03 décembre 2012

Violence de bisous sur cœur d'artichaud

reprise de volé d'un post de Lulullabyonearth


« cool bisous »

On dira ce qu’on voudra, un petit texto savamment dosé, ça peut redonner, à une journée, une vie, tout l’éclat que le temps ordinaire se plaît à ternir. Et Carole a ce don. En deux mots, elle peut me retourner le cerveau, le faire revenir à feu doux, me déclencher de ces petits crépitements neuronaux qui ravissent toutes mes terminaisons nerveuses. Depuis, je regarde mon portable régulièrement pour savourer chaque signe de son message :

« cool bisous »

Ceux qui me connaissent s’en étonnent d’ailleurs. Je n’ai jamais caché mon penchant pour le texte charnu, la phrase toute en rondeurs s’étirant sur plusieurs lignes. J’en ai fait des tonnes, à glorifier la faconde pendant des heures, devant ceux qui ont le malheur de lancer le sujet en ma présence, sur la nécessité de l’abondance. Car elle seule peut nourrir convenablement une âme affamée. Il le faut ce poids, pour creuser les profondeurs idoines, seules garantes de la survie des racines, vitales autant que fragiles, de nos joies les plus chères. Mais Carole, c’est l’exception. En deux mots, elle s'immisce en mes abysses pour les réchauffer de sa morsure chaleureuse.

« cool bisous »

Et mon cœur bondi par dessus les égouts de mes peines quotidiennes, rebondi au delà des montagnes de douleurs ancestrales, traversant, comme d’autres les flaques, les océans de larmes d’une humanité agonisante. On est tellement loin des anorexiques “ok à+” ou autres “nickel, ça roule”. Des os sans chair transperçant la fine peau censée nous protéger. Ici, tout est à voir, à sentir. C’est des lèvres douces et moelleuses, prodiguant, sans la moindre économie de tendresse, des tonnes de baisers sur mes plaies apaisées.
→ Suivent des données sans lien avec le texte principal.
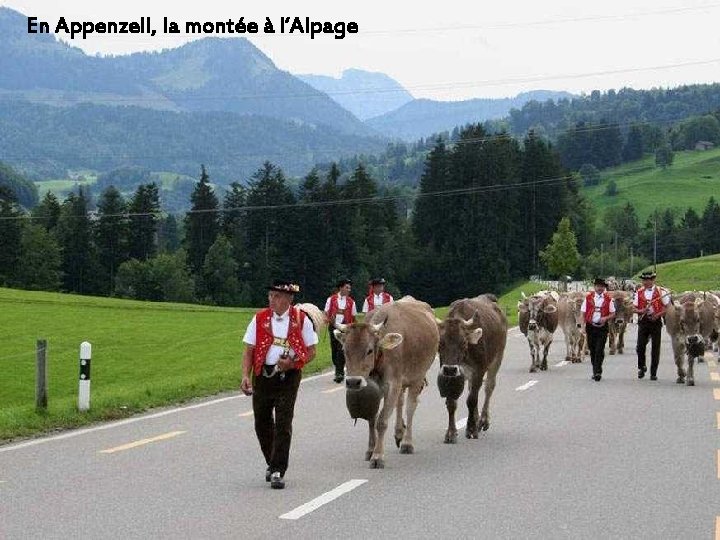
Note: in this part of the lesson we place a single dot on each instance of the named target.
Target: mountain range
(222, 102)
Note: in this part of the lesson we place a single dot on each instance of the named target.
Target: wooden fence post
(41, 375)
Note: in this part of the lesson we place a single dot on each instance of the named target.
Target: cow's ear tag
(340, 336)
(390, 341)
(474, 336)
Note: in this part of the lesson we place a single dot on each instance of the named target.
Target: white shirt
(279, 325)
(599, 299)
(664, 298)
(342, 301)
(377, 298)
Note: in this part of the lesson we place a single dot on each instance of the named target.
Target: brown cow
(572, 323)
(396, 344)
(538, 320)
(683, 324)
(472, 343)
(623, 316)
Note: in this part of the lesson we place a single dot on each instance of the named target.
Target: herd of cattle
(389, 354)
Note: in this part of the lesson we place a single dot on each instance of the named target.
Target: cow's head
(689, 321)
(363, 345)
(536, 307)
(623, 310)
(456, 335)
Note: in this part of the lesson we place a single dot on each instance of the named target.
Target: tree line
(487, 207)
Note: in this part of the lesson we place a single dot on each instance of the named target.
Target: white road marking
(333, 390)
(323, 499)
(525, 386)
(134, 419)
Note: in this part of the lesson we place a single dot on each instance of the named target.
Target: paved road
(565, 457)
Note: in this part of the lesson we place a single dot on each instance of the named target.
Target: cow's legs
(546, 349)
(399, 422)
(372, 437)
(691, 371)
(679, 353)
(451, 433)
(489, 388)
(377, 460)
(471, 428)
(533, 355)
(406, 447)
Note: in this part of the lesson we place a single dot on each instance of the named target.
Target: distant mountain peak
(364, 93)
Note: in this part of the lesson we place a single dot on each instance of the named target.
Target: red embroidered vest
(590, 306)
(656, 301)
(264, 337)
(371, 300)
(347, 313)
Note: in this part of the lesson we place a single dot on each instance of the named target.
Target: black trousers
(597, 337)
(274, 431)
(338, 355)
(649, 331)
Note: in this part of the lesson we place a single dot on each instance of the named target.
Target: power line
(590, 128)
(433, 86)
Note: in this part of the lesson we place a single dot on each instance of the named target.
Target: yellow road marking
(333, 390)
(142, 442)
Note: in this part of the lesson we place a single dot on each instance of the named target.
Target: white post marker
(84, 389)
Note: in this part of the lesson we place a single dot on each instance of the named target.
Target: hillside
(701, 274)
(423, 117)
(363, 93)
(211, 74)
(46, 142)
(693, 177)
(144, 355)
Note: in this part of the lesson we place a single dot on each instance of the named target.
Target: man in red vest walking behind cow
(340, 308)
(649, 302)
(279, 341)
(598, 308)
(377, 295)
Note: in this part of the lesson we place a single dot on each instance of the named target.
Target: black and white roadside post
(84, 390)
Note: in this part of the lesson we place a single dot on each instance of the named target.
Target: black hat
(281, 285)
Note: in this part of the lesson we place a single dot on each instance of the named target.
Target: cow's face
(535, 307)
(363, 346)
(456, 335)
(578, 315)
(690, 322)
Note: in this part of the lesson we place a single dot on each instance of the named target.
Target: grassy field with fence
(145, 355)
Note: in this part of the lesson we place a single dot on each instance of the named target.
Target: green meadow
(691, 180)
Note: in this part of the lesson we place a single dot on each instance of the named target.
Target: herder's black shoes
(277, 481)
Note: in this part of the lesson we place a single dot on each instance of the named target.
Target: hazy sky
(453, 50)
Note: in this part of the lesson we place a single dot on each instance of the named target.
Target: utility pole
(655, 243)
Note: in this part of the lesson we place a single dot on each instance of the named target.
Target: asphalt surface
(565, 457)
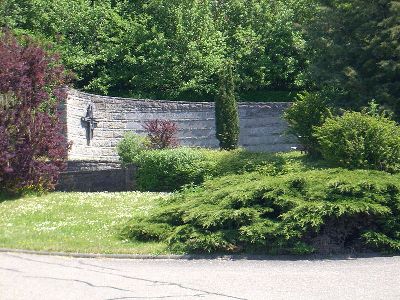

Il y a tout quand elle me l’écrit, ce délicieux :

« cool bisous »

Et Carole, insensée, joue avec le feu de ses bises plurielles. J’avais fini par l’encaisser, son départ vers un appart’ mieux fourni. Des tablettes de chocolat plein les placards, plein le nombril de son Big Jim de moleskine. D’accord que nous, c’était parti pour le virtuel. On a gardé nos jeux en ligne. Et c’est bien mieux que rien. Mais j’ai beau prétendre n’avoir aucune attente, quand par exemple comme ici en lui envoyant le résultat de ma dernière quête, ma respiration s’alourdi à la réception de son :

« cool bisous »

Parce qu’elle aurait pu ne rien répondre. C’était juste une info qui n’avait pour but que de valider le walkthrough qu’elle m’avait communiqué. Je connais son hyperactivité, le peu de temps qu’elle a. Alors, je me grave, pour le repasser en boucle, ce qui a forcément dû se passer. Elle quitte des yeux son interlocuteur, lâche son occupation et fait une pause où il n’est plus question que de moi. Alors, la technique se mélange à la tendresse, et je reçois :

« cool bisous »

C’est simple, minuscule. C’est assez discret pour passer inaperçu. La plupart n’y verrons que superficialité, légèreté proche de l’inattention. Qui se pique encore aux aiguilles perdues des bottes de foin ? On veut des romans étalés sur 300 pages, des demis douzaines d’années de saisons télévisée. Il nous faut des orages pour que les gouttes, démultipliées, enfin nous touchent. L’amour, alors, est une averse. Une pluie, qui ne s’évapore pas, qui ne s’arrête pas, qui inonde mais ne noie pas.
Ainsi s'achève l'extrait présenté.